So I got a new TV. An HD TV. Flat panel, sleek, nice. Even bought an HD cable to make it work. Figured we already had HD downstairs, so it would be a matter of putting the HD cable into the cable box and it'd be a "go." Except that my cable box was old enough that it didn't HAVE an HD input. #Fail. So I unhooked the old box and headed to my cable company (My company is Comcast, by the way) for an exchange.
I know, I know. Your cable company. The company you love to hate. They charge for everything, it takes forever to get service, and service calls occur under 80-hour windows, where you're trapped in your house, desperate for the cable guy to come, afraid to even go to the bathroom lest they appear while you're unavailable. Have heard it all. Have experienced a lot of it. "We're experiencing high call volume right now. You will be a decade older when we finally answer and you won't remember what you needed anymore." This time, I was informed that the amount that I was paying for HD wasn't for the service, but for each TV's HD service. $15 per. Nonetheless, I sucked it up and took the box.
The box I liked. Compact and sleek, I saw it as living nicely under my TV, taking up very little room. So we set it up, and we called to activate it. They did so over the phone, and we waited for it to take effect.
And today, 24-hours later, I realized that something was just "not right." I didn't have all the channels, and I kept getting a "you must activate this box" message. So I called. And got the "longer than normal" wait-time message. Gotta admit, I wasn't feeling all that "Comcastic."
Enter social media. I had had an experience a year or so ago when my internet went out and I couldn't get through to tech support. I Tweeted something like, "Comcastic my fanny!" on Twitter, and lo and behold, @comcastcares (Frank Elias) sent me a message asking me what was up and how could he help? I thought, "Ok, no harm no foul," and direct-messaged my phone number. From text messaging on my cell and Twitter, Frank fixed my internet issue. No phone call, no waiting, and actually, very little hassle.

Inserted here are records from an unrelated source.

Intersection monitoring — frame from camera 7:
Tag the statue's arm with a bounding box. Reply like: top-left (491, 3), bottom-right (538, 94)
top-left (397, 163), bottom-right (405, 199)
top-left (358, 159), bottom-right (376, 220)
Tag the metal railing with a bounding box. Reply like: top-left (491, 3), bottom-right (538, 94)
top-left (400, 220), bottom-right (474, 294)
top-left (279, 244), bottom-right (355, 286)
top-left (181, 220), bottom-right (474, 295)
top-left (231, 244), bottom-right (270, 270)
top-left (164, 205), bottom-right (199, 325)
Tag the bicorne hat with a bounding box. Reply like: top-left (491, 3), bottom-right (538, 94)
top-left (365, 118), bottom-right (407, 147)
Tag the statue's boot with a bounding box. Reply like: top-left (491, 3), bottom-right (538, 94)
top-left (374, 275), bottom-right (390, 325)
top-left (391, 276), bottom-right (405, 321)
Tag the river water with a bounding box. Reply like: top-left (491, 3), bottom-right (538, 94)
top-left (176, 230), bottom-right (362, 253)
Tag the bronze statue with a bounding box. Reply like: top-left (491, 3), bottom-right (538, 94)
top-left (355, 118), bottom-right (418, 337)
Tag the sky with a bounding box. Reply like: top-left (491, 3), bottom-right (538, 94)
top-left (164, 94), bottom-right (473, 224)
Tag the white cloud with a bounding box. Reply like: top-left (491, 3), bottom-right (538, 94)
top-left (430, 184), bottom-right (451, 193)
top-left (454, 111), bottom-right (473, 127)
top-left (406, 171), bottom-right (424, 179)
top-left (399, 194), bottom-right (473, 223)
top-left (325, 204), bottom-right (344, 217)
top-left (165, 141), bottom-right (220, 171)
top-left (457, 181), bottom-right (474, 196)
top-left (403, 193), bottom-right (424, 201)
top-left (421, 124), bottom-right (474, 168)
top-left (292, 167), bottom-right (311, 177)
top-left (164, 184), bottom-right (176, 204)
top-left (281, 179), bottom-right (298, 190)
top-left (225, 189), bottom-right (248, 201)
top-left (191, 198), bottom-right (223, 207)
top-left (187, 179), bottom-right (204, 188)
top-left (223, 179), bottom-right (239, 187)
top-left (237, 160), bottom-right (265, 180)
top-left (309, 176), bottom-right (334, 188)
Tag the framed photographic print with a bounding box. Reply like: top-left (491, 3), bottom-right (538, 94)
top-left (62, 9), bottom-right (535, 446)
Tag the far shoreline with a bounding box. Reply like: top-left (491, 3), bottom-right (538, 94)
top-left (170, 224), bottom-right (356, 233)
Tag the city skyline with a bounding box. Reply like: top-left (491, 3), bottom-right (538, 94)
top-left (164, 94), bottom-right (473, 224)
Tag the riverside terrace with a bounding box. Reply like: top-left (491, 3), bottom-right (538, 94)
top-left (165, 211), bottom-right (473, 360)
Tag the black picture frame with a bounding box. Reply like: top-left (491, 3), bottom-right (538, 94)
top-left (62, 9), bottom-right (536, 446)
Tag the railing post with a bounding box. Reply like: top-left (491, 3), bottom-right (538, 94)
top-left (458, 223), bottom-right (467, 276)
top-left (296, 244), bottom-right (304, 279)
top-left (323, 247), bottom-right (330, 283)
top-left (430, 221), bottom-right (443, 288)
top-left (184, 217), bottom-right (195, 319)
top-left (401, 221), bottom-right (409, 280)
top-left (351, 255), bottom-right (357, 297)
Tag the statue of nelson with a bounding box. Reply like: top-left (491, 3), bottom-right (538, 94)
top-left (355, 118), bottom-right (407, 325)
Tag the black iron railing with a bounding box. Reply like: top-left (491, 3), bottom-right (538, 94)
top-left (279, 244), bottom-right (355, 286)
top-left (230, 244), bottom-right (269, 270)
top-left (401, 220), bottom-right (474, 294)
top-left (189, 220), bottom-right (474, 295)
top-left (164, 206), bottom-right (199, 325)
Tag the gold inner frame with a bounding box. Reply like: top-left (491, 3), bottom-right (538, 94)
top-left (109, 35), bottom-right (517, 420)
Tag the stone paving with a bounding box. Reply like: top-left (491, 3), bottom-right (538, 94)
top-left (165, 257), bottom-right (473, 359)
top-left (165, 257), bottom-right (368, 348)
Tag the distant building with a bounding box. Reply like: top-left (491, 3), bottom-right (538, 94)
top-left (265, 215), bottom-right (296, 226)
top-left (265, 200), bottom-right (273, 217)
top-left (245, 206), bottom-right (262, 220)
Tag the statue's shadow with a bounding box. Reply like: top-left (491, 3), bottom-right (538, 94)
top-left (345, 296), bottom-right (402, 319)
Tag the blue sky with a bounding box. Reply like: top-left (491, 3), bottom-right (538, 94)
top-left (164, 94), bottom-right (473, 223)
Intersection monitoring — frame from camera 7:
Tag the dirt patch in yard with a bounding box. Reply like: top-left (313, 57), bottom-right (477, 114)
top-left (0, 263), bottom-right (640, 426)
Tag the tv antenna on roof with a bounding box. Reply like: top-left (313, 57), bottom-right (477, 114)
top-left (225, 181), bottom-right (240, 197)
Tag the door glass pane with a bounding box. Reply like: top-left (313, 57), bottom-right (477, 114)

So this time, while I simultaneously was on hold waiting for phone support, I also fired up my computer and tweeted, "Looking for @comcastcares or one of Frank's compatriots. Need a reset (or something) on the new HD box. kthx."
A minute or so later (still on hold on the phone), @comcastBonnie asked me what was up (Frank has expanded his network, clearly). And again, within 10 minutes, I'd direct-messaged Bonnie my phone number and she activated the box, eliminated the message, and then told me I'd have a buttload more channels now. Before I ever got through on the phone.
And this is why, even though my cable company frustrates me sometimes, I absolutely love them, too. Because people like Frank and Bonnie have decided to make it better. By using social media. By having conversations with their customers, rather than just talking at them. If anyone at corporate Comcast reads this, I hope they call their Twitter crew right away and ask them what else they can do to improve the company. Because these people get it.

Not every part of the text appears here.